Equation 3 which should be applied vertically contains u = initial velocity
Equation 4 which should be applied horizontally contains v = final velocity

How can I determine u which is the initial velocity in equation 4 that does not contain u (initial velocity).

Thanks in advance!
 


Aquaticus said:
11htif7.jpg


Equation 3 which should be applied vertically contains u = initial velocity
Equation 4 which should be applied horizontally contains v = final velocity
Oh, I hadn't distinguished the u from the v. Forget about (4), apply (3) separately for both horiz and vert components.

horiz: you measure s, need to find u, know a=0, and leave t as t.

vert: you measure s (vert distance from your hand to the ground as you release the ball), u=0, a=g, and leave t as t.

Rearrange one of these as t=...
and substitute that for t into the other equation. The only unknown then is u, that's the horizontal speed which you are wanting to determine, so you can rearrange the equation to find u.

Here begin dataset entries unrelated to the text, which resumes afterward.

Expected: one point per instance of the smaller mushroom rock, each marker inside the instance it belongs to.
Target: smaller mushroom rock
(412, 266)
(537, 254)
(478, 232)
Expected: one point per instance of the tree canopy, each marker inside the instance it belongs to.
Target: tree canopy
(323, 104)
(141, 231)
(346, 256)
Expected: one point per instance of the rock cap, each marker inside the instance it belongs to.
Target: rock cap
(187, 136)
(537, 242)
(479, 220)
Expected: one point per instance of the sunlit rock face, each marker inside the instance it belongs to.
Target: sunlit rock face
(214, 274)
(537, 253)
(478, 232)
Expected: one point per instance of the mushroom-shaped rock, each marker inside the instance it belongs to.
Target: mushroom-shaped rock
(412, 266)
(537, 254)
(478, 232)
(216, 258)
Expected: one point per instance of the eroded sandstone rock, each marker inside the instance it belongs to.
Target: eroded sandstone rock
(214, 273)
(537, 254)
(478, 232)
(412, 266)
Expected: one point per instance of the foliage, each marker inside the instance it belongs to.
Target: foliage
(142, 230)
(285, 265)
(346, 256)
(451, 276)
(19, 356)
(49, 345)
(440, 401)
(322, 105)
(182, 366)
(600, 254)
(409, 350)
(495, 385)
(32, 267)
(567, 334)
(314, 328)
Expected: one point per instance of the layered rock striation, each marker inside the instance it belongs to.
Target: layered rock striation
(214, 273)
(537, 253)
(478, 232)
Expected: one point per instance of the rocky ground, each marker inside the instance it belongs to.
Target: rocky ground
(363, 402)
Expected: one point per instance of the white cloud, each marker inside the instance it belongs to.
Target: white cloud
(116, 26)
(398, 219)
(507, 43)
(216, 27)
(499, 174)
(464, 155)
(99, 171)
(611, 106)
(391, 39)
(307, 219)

Are you doing practical trials of this on a playing field? If so, repeat half a dozen times, and see how well it works out. The key is to throw the ball precisely horizontally.
 


Aquaticus said:
Hi I need some help with this question:

Estimate the maximum initial velocity you can achieve with a tennis ball

The question is a bit vague. Do they mean the maximum velocity as might be produced by hitting it with a racket? By throwing it? Firing it out of a canon?

Is that the entire wording of the original question?